Tras la realización del trabajo forense en el automóvil, un Honda Accord verde de 1991, se registró que este aparentemente pertenecía a la pareja de Eisenman, Brenda Kross. Inmediatamente la Policía se dirigió al domicilio, donde fue el propio Eisenman quien le abrió la puerta a los agentes policiales y sostuvo que el automóvil había sido robado en 2020.
Sin embargo, la policía siguió investigando y el hombre quedó detenido. Fue en el interrogatorio de la Policía de Washington, donde el padre de la chica confesó el crimen y aceptó que él mismo había matado al joven en un ataque de ira al descubrir que había raptado y vendido a su hija a una red de tráfico sexual.
Antes de su detención, el padre de la adolescente no tenía antecedentes penales violentos recientes.

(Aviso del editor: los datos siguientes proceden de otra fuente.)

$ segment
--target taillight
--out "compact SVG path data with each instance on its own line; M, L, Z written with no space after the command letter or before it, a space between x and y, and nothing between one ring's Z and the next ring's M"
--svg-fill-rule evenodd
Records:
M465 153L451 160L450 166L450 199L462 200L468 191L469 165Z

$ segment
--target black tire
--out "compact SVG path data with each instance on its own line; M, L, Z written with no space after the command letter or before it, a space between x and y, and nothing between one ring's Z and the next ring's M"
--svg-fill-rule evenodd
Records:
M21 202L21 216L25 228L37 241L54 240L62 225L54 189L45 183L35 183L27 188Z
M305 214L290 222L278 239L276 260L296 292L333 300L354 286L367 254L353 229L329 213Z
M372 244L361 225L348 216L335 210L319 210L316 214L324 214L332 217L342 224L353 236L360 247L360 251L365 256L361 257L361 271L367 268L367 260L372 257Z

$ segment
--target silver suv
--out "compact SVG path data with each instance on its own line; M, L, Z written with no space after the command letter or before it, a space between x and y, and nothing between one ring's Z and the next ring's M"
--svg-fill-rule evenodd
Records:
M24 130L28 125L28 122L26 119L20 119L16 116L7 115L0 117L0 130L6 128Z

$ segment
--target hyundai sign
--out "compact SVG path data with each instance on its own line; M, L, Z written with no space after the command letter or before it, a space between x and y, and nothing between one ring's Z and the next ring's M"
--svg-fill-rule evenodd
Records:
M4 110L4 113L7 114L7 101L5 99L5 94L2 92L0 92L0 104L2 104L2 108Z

La hijastra de Eisenmann lanzó una campaña de recaudación de fondos para cubrir los gastos legales de su padrastro.
"Este padre hizo lo impensable para algunos de nosotros, para salvar a su pequeña de una vida indescriptible que le causa cicatrices a largo plazo y años de daño emocional", dijo Ashleye Kross en la página GiveSendGo, en la que hasta el mediodía de este jueves había recaudado 35 mil 69 dólares, de 100 mil que solicita.
Eisenman, continuó Ashleye, "no pertenece a la cárcel, antes de esto no tuvo delitos violentos. Muchos lo llaman héroe y yo estoy de acuerdo. Me gustaría hacer todo lo posible como comunidad para ayudarlo a ser un hombre libre y tener su día en la corte para defender su honor y el honor de su hija".